This does help. I love this.
Regarding the NO vs TLM, your words are similar to how Fr Josh Johnson answered the question awhile ago in his podcast, “Ask Fr Josh,” saying that since both are liturgically acceptable, either can be good for you and either can be bad for you depending on whether it’s lifting you up to God in love or leading you to pride.
For my own part, I began doubting my use of the NO with my kids, four of whom are teens and love the teen mass, as do I, when a very large group of our devout friends left the parish two years ago when an Ordinariate parish opened up close nearby. While I’m happy for them that they are enjoying the traditional, yet in English, form of the mass, my family will not be moving there for a number of reasons, first and foremost because our current parish priest has helped my wife and I through a very difficult time in the past few years and we feel we owe him a certain amount of loyalty.

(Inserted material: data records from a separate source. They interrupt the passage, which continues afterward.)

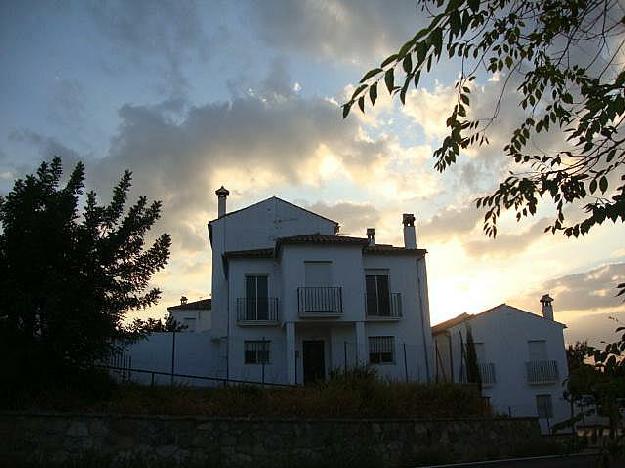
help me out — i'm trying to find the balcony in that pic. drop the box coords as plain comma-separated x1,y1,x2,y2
526,360,559,384
479,362,496,387
297,287,342,317
365,293,402,319
236,298,280,325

At any rate, while I don’t get the sense from most of our friends who now attend the Ordinariate mass that they think they’re better than us, I have gotten that sense from time to time when I hear of some things the priest has said, such as, allegedly, that “this is the way the mass is supposed to be said.”
Whether or not that statement is accurate in any way, it makes me wonder, what IF the Novus Ordo in all its easing up has lost a certain dignity. What if, even though, as you said, @tommy37, it’s more about how we LOVE, not what type of mass we go to, what if we’re missing out on an abundance of graces that we would be receiving if we were giving God the proper respect that maybe we’d only know how to give if formed in the TLM?

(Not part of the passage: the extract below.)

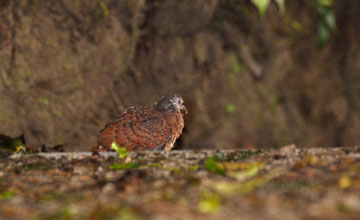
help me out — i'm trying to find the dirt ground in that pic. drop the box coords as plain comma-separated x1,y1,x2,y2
1,146,359,220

I recognize that switching my teenagers to either the TLM or the Ordinariate cold turkey would certainly not miraculously put us all in a state of being able to give God due honor during a mass, especially if my kids (and wife) were spending the entire mass missing their usual.
But I guess these thoughts are just creating a recognition in me that we are so caught up as an entire people of God with the sins and errors of those around us, and those before us. We truly are paying the price, whether it’s missing out on some graces or otherwise being forced to deal with the consequences, of our parents’ sins three and four generations back.
Like the Israelites who all had to eat the dust of the golden calf, whether they were the instigators of its creation or simply bystanders who said nothing, we will all be chastised and blessed, in some way, due to the evil and the good that we engage in as a unified bride of Christ.